Health experts like Popov and Banna recommend that consumers stick with vegetarian options that are close to the whole foods as possible, like black bean burgers. In other words, steer clear of products with lengthy ingredient lists. “Anytime you see a long list of ingredients, including 'natural flavors' take it as a warning sign,” says Popov. “Who knows what’s actually in it?”

But that assessment feels unfair to Kelly Krause, executive vice president of Atlantic Natural Foods — a company responsible for a variety of alternative meat products, including plant-based seafood options. Long ingredient lists and natural flavors appear on their products, but Krause insists that consumer health is top of mind when developing their products. “There is a misconception that shelf-stable products are full of preservatives and highly processed, but this is not always the case,” says Krause. “Our cooking process is like that of home 'canning,' where products are cooked to a specific temperature and then sealed, thus preserving the quality, taste and nutritional value.”

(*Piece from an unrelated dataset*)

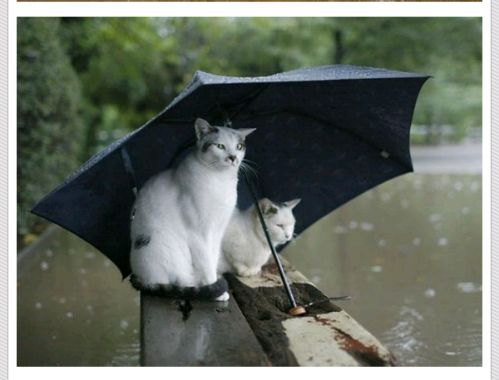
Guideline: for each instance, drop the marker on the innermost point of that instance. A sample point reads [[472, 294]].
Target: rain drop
[[316, 280], [430, 293], [339, 230], [366, 226], [442, 241], [117, 133], [102, 135], [434, 218]]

Krause says that when developing their recipes, Atlantic Natural Foods looks to include a variety of healthful ingredients, from vegetables to nuts, legumes and other vegetarian protein sources. They also like to mimic the nutrition found in their meat counterparts. For example, their alternative tuna product — Tuno — includes omega 3a and DHA, which are nutrients naturally found in fish. “There is a tremendous community of health and nutrition innovators who are working toward the common goal of more sustainable protein production and ultimately, world health,” says Krause.

A Better Alternative?

When the company got its start in 2008, Krause says Atlantic Natural Foods wanted to address the fact that heart disease was (and still is) the number one killer in the United States. “Patients were being told to eat more salads and other healthy foods of that nature,” Krause says. “We knew there had to be a way to develop great tasting, affordable, and convenient plant-based meals.”

Perhaps convenience is the best argument for buying an alternative meat product you can simply cook straight out of the box, but some health experts suggest other plant-based healthful options can be simple, too. For example, on a busy day Banna said she was able to throw together a tempeh dish which she marinated in a little oil, vinegar, maple syrup and other seasonings. “We definitely derive nutrients from animal (based) food — iron and zinc and other minerals as well. But it also contains saturated fat and cholesterol so it's good to moderate our intake,” says Banna. “Vegetarian substitutes can be very tasty so we shouldn’t shy away from them.”